In response, the facility’s developers – including Phil Tagami, a close friend of environment hawk Gov. Jerry Brown, sued the city in December, claiming it breached their development agreement.

At an April hearing, Oakland's attorney Kevin Siegel insisted that OBOT’s developers never acquired a vested right to store or handle coal or petroleum coke at the terminal when they signed the agreement with the city, because the agreement didn’t expressly provide that right. Under the agreement, OBOT merely acquired a vested right to develop and operate the terminal, he said.

Chhabria chided the city in Tuesday's order for using that argument in its effort to dismiss the case.

"The city sets up a strawman in arguing that the developer ... never acquired a vested right to develop a coal-handling terminal. Of course it didn't," he wrote. "The parties' development agreement didn't purport to enshrine affirmative development rights linked to an approved list of commodities. It purported to enshrine the regulatory regime to which the developer's plans would be subject."

"Accordingly, although the developer may have no vested right to develop a coal terminal, it still has a contractual right to pursue development of a coal terminal to the extent allowed under the municipal code as it existed when the development agreement was signed," he added.

Oakland can still ban coal under the development agreement if the ban is classified as a health-and-safety regulation – meaning that shipping coal through OBOT would endanger nearby residents, the order says. It can also impose the ban if it is classified as a zoning regulation, because the developers' lawsuit could then be ruled untimely.

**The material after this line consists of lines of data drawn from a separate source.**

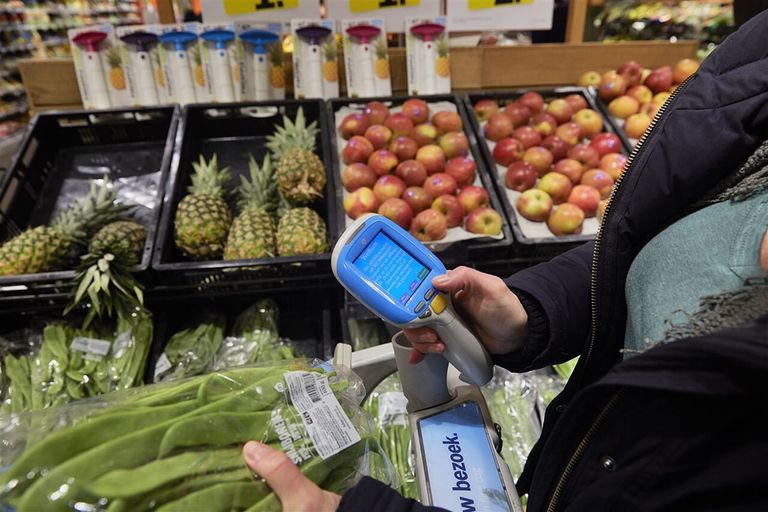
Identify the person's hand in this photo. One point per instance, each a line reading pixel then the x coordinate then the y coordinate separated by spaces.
pixel 296 492
pixel 488 307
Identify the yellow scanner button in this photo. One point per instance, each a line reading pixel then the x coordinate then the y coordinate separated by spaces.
pixel 438 303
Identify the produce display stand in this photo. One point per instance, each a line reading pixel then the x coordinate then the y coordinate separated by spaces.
pixel 62 150
pixel 233 132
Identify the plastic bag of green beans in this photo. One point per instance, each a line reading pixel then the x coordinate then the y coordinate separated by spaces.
pixel 176 446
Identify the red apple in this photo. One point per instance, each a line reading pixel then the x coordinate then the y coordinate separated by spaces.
pixel 557 185
pixel 507 151
pixel 557 146
pixel 683 69
pixel 560 109
pixel 376 111
pixel 623 106
pixel 429 225
pixel 498 127
pixel 632 72
pixel 585 154
pixel 590 121
pixel 382 162
pixel 570 168
pixel 357 175
pixel 388 186
pixel 472 197
pixel 567 219
pixel 404 147
pixel 641 93
pixel 379 135
pixel 636 124
pixel 598 179
pixel 447 121
pixel 449 206
pixel 454 144
pixel 353 124
pixel 425 133
pixel 612 85
pixel 440 184
pixel 585 197
pixel 521 176
pixel 358 149
pixel 589 79
pixel 412 172
pixel 534 205
pixel 518 113
pixel 462 168
pixel 416 109
pixel 577 102
pixel 606 143
pixel 540 158
pixel 484 109
pixel 570 133
pixel 533 101
pixel 398 211
pixel 484 221
pixel 361 201
pixel 399 123
pixel 432 157
pixel 613 164
pixel 528 136
pixel 544 123
pixel 417 198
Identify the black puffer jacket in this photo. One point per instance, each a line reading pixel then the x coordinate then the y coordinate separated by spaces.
pixel 682 426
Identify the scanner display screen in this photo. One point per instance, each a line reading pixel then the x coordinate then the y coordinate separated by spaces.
pixel 459 461
pixel 391 268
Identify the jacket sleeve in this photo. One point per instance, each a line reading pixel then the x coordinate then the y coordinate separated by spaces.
pixel 373 496
pixel 556 297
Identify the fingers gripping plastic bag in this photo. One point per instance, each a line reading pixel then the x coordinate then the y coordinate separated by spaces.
pixel 177 445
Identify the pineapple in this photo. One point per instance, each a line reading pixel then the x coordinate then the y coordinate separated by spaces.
pixel 122 237
pixel 47 248
pixel 203 217
pixel 116 73
pixel 301 231
pixel 276 71
pixel 330 66
pixel 252 235
pixel 443 62
pixel 381 65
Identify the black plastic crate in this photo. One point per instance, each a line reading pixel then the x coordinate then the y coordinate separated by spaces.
pixel 59 154
pixel 504 97
pixel 460 252
pixel 234 132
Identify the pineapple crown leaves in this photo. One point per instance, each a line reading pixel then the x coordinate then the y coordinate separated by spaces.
pixel 208 179
pixel 260 192
pixel 292 135
pixel 110 287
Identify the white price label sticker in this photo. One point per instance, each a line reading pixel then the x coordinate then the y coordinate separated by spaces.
pixel 323 417
pixel 92 348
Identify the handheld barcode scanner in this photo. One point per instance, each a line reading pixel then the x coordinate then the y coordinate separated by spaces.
pixel 259 39
pixel 221 74
pixel 93 70
pixel 362 57
pixel 313 57
pixel 141 64
pixel 455 441
pixel 181 80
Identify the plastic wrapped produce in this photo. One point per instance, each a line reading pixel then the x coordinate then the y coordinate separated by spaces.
pixel 177 446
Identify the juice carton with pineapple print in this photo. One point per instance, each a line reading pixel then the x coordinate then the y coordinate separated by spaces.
pixel 271 72
pixel 315 63
pixel 428 58
pixel 366 59
pixel 100 72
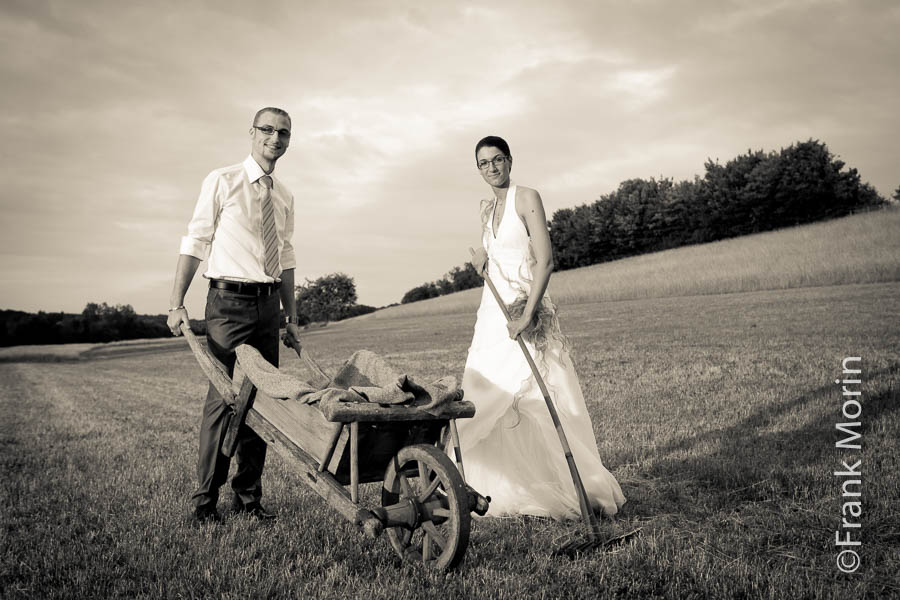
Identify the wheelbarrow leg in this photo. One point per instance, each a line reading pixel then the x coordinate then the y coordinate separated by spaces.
pixel 454 434
pixel 354 462
pixel 243 403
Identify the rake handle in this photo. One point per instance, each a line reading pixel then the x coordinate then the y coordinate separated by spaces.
pixel 586 512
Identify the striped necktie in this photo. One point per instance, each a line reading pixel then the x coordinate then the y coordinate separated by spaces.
pixel 270 238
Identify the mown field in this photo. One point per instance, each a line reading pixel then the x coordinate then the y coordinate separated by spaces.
pixel 717 414
pixel 862 248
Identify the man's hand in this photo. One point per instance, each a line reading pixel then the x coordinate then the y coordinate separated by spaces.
pixel 479 261
pixel 291 336
pixel 516 327
pixel 176 318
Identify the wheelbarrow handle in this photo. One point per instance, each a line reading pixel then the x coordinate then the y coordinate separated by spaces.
pixel 303 354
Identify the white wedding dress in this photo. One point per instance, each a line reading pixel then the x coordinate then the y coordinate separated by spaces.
pixel 511 451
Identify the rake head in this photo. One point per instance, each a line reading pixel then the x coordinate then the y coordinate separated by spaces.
pixel 580 546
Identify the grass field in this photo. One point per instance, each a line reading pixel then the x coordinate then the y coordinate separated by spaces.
pixel 862 248
pixel 716 413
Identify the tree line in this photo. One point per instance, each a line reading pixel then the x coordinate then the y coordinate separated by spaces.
pixel 457 280
pixel 97 323
pixel 755 192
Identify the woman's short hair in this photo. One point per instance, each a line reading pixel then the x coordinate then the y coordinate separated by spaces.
pixel 492 141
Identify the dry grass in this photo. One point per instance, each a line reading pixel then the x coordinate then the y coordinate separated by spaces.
pixel 716 414
pixel 862 248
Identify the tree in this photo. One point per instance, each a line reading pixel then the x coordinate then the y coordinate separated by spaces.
pixel 422 292
pixel 464 278
pixel 328 298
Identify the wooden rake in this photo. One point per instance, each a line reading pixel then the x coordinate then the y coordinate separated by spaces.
pixel 592 525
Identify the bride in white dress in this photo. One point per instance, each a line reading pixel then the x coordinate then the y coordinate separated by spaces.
pixel 510 448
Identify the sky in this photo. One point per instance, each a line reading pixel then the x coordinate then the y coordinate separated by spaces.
pixel 114 112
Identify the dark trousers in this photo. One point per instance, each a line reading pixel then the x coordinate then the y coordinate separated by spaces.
pixel 231 320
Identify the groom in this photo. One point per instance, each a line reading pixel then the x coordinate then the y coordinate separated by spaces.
pixel 243 223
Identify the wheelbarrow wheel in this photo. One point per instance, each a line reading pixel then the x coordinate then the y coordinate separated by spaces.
pixel 426 479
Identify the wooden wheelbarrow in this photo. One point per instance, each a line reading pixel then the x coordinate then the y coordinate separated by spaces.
pixel 426 505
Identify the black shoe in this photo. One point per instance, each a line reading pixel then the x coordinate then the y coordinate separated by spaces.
pixel 253 510
pixel 206 513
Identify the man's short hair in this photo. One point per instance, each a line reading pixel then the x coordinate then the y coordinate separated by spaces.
pixel 492 141
pixel 272 109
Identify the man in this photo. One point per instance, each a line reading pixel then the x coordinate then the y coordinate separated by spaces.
pixel 243 222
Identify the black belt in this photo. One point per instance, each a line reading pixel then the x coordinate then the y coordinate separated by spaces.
pixel 250 289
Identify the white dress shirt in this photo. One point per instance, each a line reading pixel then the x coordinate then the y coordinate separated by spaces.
pixel 227 224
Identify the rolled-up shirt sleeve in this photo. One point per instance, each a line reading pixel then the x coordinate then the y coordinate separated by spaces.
pixel 288 259
pixel 202 226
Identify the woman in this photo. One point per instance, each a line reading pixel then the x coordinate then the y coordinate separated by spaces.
pixel 511 449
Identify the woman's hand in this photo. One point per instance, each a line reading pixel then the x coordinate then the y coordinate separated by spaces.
pixel 517 326
pixel 479 261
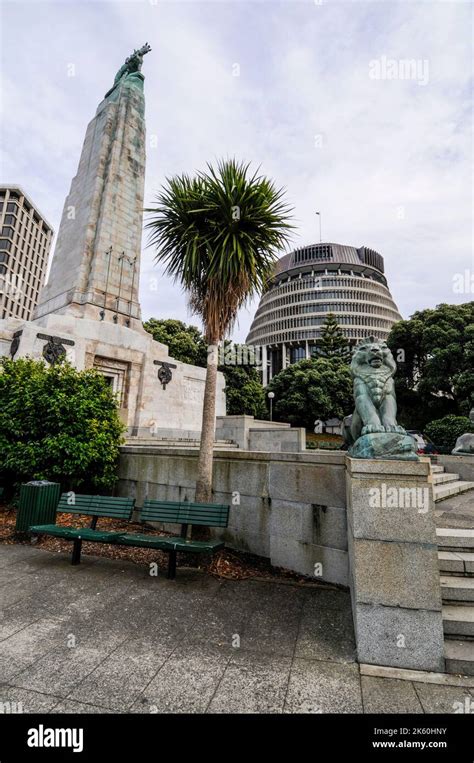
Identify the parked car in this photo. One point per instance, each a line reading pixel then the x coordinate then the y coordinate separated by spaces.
pixel 424 445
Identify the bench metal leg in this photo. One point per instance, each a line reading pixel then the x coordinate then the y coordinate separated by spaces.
pixel 172 566
pixel 76 551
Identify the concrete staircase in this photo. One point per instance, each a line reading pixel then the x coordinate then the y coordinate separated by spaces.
pixel 446 484
pixel 456 565
pixel 178 442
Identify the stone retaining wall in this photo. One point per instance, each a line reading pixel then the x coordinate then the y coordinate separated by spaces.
pixel 289 507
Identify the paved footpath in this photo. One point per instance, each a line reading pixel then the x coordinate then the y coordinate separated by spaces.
pixel 106 637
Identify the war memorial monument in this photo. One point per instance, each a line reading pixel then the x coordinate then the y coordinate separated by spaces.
pixel 89 311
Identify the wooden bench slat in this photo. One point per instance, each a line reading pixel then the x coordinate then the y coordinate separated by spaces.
pixel 184 512
pixel 116 507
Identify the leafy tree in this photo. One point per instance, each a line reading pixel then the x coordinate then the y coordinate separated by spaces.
pixel 218 235
pixel 333 343
pixel 312 389
pixel 57 423
pixel 434 351
pixel 244 391
pixel 444 432
pixel 185 343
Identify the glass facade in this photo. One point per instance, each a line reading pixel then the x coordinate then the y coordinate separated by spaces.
pixel 308 284
pixel 25 242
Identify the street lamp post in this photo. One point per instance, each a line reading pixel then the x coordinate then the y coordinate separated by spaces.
pixel 270 396
pixel 320 234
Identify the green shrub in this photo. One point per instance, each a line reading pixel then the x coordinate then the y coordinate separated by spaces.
pixel 444 432
pixel 57 423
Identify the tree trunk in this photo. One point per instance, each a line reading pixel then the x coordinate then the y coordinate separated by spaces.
pixel 206 452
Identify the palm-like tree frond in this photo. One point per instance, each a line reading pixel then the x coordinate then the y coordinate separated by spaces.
pixel 219 234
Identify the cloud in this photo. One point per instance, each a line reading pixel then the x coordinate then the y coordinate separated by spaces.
pixel 387 162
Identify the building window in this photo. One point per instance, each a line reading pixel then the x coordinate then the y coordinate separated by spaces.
pixel 296 354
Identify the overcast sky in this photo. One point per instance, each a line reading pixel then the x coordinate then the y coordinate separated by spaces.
pixel 387 161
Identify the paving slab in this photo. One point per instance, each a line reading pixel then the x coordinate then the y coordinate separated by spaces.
pixel 444 699
pixel 326 634
pixel 120 679
pixel 15 700
pixel 323 687
pixel 107 637
pixel 186 682
pixel 252 683
pixel 381 695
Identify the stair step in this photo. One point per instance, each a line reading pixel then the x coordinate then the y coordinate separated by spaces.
pixel 458 620
pixel 455 538
pixel 457 588
pixel 459 657
pixel 460 562
pixel 441 479
pixel 451 488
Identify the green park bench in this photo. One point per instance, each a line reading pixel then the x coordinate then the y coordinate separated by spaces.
pixel 169 512
pixel 94 506
pixel 181 513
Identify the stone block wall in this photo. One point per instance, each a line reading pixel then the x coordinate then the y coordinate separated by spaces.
pixel 284 506
pixel 393 558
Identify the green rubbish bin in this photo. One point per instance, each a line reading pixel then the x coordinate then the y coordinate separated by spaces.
pixel 37 506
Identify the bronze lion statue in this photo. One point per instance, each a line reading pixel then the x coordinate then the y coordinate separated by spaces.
pixel 373 369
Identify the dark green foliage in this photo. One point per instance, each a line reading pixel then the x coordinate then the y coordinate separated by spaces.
pixel 57 423
pixel 312 389
pixel 333 343
pixel 244 391
pixel 444 432
pixel 434 351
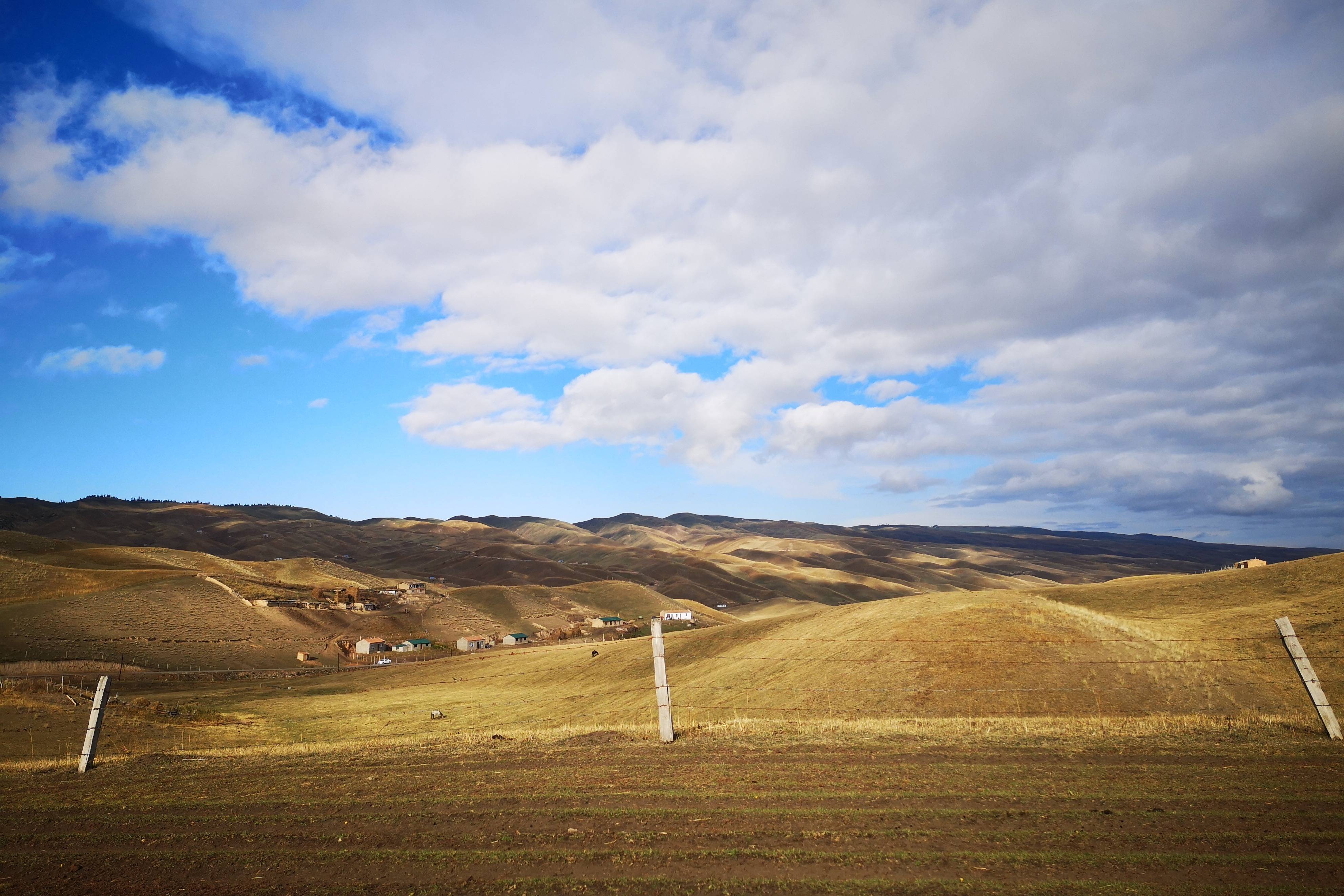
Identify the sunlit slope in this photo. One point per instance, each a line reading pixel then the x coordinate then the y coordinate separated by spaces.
pixel 1309 591
pixel 710 559
pixel 962 655
pixel 185 609
pixel 162 608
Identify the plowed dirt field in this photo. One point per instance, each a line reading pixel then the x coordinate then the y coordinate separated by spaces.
pixel 1257 812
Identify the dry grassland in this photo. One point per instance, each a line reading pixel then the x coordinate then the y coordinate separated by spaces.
pixel 1066 742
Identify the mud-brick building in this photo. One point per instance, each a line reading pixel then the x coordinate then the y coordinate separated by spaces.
pixel 474 643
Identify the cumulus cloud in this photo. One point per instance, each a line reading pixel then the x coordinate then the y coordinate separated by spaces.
pixel 905 481
pixel 158 315
pixel 888 390
pixel 15 264
pixel 109 359
pixel 1128 220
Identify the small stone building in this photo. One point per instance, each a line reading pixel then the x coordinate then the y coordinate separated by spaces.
pixel 412 644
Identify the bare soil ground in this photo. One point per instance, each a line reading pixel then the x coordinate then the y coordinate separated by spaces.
pixel 1246 812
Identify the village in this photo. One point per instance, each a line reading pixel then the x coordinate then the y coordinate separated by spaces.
pixel 595 628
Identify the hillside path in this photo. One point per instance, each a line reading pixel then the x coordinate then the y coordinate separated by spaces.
pixel 226 589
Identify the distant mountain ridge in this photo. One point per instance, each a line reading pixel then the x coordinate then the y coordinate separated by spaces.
pixel 706 558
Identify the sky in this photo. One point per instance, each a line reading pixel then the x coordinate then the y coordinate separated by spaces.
pixel 1000 263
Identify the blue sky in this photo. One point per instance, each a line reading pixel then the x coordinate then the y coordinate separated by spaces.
pixel 867 263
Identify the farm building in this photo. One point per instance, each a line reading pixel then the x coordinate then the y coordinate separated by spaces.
pixel 412 644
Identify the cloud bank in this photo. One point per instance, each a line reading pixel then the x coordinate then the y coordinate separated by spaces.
pixel 109 359
pixel 1125 222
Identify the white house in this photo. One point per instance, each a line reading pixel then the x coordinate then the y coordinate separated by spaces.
pixel 413 644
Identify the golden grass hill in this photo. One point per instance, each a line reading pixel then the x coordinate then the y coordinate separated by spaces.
pixel 174 585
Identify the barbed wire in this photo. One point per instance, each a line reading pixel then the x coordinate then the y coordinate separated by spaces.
pixel 1085 688
pixel 995 663
pixel 737 637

However, Chhabria, noting that even the city doesn't know how the ban should be classified, said dismissing the case without developing the facts surrounding regulation type would be premature.

Chhabria’s order also allowed environmental groups the Sierra Club and San Francisco Baykeeper to intervene as defendants, but denied their own motion to dismiss the lawsuit. As intervenors, the two organizations will be allowed to defend against the developers' claims, but will not be able to bring counterclaims or cross-claims, or to prevent the suit from being dismissed if Oakland and the developers decide to settle.

"San Francisco Baykeeper, Sierra Club and many other community groups have been engaged at every step of the way to help the people of Oakland defend their right to clean air and water, and we will continue to be deeply engaged as the court dives into the legal issues with handling dirty coal at the terminal," Jessica Yarnall Loarie, a Sierra Club attorney who is also representing San Francisco Baykeeper, said in an email Tuesday.

Siegel is with Burke, Williams & Sorensen in Oakland. OBOT is represented by Meredith Shaw with Quinn Emanuel Urquhart & Sullivan in San Francisco. They did not return requests for comment Tuesday.

City Councilwoman Lynette Gibson McElhaney, who voted for the ban and in whose district the shipping facility will be located, also could not be reached for comment on the decision.